Noncompliance with applicable laws, rules, and regulations;
Fraud or illegal acts involving any aspect of the firm’s business;
Material misstatements in regulatory filings, internal books and records, clients records or reports;
Activity that is harmful to clients, including fund shareholders (if applicable);
Deviations from required controls and procedures that safeguard clients and the firm; and
Violations of the firm’s Code of Ethics.

 

No retribution will be taken against a person for reporting, in good faith, a violation or suspected violation of this Code of Ethics.

 

Retaliation against an individual who reports a violation is prohibited and constitutes a further violation of the Code.

 

Compliance Officer Duties

 

Training and Education

 

CCO shall be responsible for training and educating supervised persons and consultants regarding this Code. Training will occur at least annually and as needed and supervised persons and consultants are required to attend any training sessions or read any applicable materials.

 

Recordkeeping

 

The CCO shall ensure that KBC maintains the following records in a readily accessible place:

 

A copy of each Code of Ethics that has been in effect at any time during the past five years;
A record of any violation of the Code and any action taken as a result of such violation for five years from the end of the fiscal year in which the violation occurred;
A record of written acknowledgements and/or attestation statements of receipt of the Code and amendments for each person who is currently, or within the past five years was, a supervised person or consultant. These records must be kept for five years after the individual ceases to be a supervised person or consultant of the firm;
Holdings and transactions reports made pursuant to the Code, including any brokerage confirmation and account statements made in lieu of these reports;
A list of the names of persons who are currently, or within the past five years were, access persons, supervised persons or consultants of the firm;

A record of any decision and supporting reasons for approving the acquisition of securities by access persons, supervised persons or consultants in Initial Public Offerings and limited offerings for at least five years after the end of the fiscal year in which approval was granted;
A record of any decisions that grant supervised persons or consultants a waiver from or exception to the Code.

 

 

 

Annual Review

 

CCO shall review at least annually the adequacy of this Code of Ethics and the effectiveness of its implementation and make any changes needed.

 

Sanctions

 

Any violations discovered by or reported to the CCO shall be reviewed and investigated promptly, and reported through the CCO to the CEO or other managing member(s) of the firm.

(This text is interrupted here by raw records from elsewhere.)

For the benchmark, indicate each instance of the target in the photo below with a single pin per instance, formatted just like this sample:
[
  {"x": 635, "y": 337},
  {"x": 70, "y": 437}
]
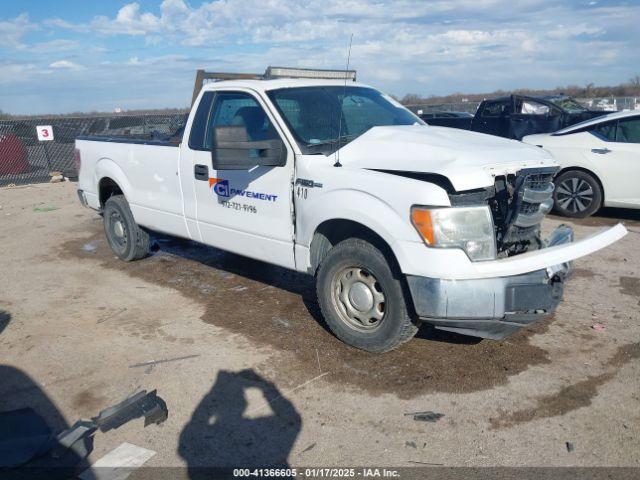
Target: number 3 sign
[{"x": 45, "y": 133}]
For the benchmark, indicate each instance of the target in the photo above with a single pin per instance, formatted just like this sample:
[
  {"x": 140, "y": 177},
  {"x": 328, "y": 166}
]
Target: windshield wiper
[{"x": 333, "y": 140}]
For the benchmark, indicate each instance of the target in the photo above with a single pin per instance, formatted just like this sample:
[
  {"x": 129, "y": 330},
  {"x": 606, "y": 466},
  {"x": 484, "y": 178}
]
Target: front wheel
[
  {"x": 362, "y": 297},
  {"x": 577, "y": 194},
  {"x": 126, "y": 239}
]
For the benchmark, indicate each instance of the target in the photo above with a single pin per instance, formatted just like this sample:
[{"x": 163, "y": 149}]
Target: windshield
[
  {"x": 313, "y": 114},
  {"x": 568, "y": 104}
]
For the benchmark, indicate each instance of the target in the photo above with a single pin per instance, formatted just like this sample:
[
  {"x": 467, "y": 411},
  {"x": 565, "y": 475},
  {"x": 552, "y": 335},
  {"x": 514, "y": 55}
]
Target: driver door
[{"x": 247, "y": 211}]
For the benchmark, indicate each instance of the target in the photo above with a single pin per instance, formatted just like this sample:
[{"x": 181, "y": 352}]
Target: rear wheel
[
  {"x": 126, "y": 239},
  {"x": 577, "y": 194},
  {"x": 362, "y": 297}
]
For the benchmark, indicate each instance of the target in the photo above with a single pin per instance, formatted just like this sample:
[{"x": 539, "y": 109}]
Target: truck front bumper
[
  {"x": 489, "y": 307},
  {"x": 492, "y": 307}
]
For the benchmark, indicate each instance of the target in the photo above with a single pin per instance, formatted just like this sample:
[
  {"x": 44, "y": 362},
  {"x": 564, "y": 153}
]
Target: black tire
[
  {"x": 127, "y": 240},
  {"x": 577, "y": 194},
  {"x": 379, "y": 276}
]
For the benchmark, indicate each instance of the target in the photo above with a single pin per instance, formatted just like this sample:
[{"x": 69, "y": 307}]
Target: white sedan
[{"x": 600, "y": 161}]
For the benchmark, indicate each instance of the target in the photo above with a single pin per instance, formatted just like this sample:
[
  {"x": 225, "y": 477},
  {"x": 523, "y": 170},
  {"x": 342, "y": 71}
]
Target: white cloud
[
  {"x": 12, "y": 31},
  {"x": 66, "y": 65}
]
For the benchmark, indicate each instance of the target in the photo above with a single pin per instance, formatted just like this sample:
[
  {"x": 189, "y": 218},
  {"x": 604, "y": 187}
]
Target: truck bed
[{"x": 146, "y": 170}]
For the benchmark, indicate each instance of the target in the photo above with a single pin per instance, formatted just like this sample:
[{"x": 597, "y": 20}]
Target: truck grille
[{"x": 519, "y": 205}]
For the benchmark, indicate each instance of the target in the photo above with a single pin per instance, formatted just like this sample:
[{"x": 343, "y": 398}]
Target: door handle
[
  {"x": 601, "y": 151},
  {"x": 201, "y": 172}
]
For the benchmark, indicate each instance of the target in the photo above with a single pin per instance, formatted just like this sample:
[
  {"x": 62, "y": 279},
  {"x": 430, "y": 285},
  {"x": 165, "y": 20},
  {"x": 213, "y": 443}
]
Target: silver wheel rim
[
  {"x": 358, "y": 298},
  {"x": 574, "y": 195},
  {"x": 119, "y": 230}
]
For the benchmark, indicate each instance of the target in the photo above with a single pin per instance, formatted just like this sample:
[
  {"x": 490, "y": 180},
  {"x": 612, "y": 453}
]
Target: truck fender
[
  {"x": 347, "y": 204},
  {"x": 107, "y": 168}
]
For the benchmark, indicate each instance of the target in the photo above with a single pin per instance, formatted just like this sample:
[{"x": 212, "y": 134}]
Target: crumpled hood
[{"x": 468, "y": 159}]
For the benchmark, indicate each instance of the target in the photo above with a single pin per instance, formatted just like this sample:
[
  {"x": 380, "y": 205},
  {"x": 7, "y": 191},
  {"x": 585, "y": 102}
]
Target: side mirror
[{"x": 233, "y": 151}]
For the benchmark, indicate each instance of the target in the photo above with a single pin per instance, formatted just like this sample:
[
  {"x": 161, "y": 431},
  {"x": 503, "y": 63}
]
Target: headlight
[{"x": 468, "y": 228}]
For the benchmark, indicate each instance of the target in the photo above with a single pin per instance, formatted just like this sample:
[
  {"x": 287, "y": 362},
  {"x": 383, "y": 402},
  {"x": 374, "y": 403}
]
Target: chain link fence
[
  {"x": 611, "y": 104},
  {"x": 26, "y": 158}
]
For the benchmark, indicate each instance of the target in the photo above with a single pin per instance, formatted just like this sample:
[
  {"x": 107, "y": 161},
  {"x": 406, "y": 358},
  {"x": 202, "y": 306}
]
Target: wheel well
[
  {"x": 107, "y": 188},
  {"x": 585, "y": 170},
  {"x": 332, "y": 232}
]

Such report shall include the corrective action taken and any recommendation for disciplinary action deemed appropriate by the CCO. Such recommendation shall be based on, among other things, the severity of the infraction, whether it is a first or repeat offense, and whether it is part of a pattern of disregard for the letter and intent of this Code of Ethics. Upon recommendation of the CCO, the managing members of the firm who are not involved in the violation may impose such sanctions for violation of this Code of Ethics as they deem appropriate, including, but not limited to:

 

Letter of censure;
Suspension or termination of employment;
Reversal of a securities trade at the violator’s expense and risk, including disgorgement of any profit;
In serious cases, referral to law enforcement or regulatory authorities.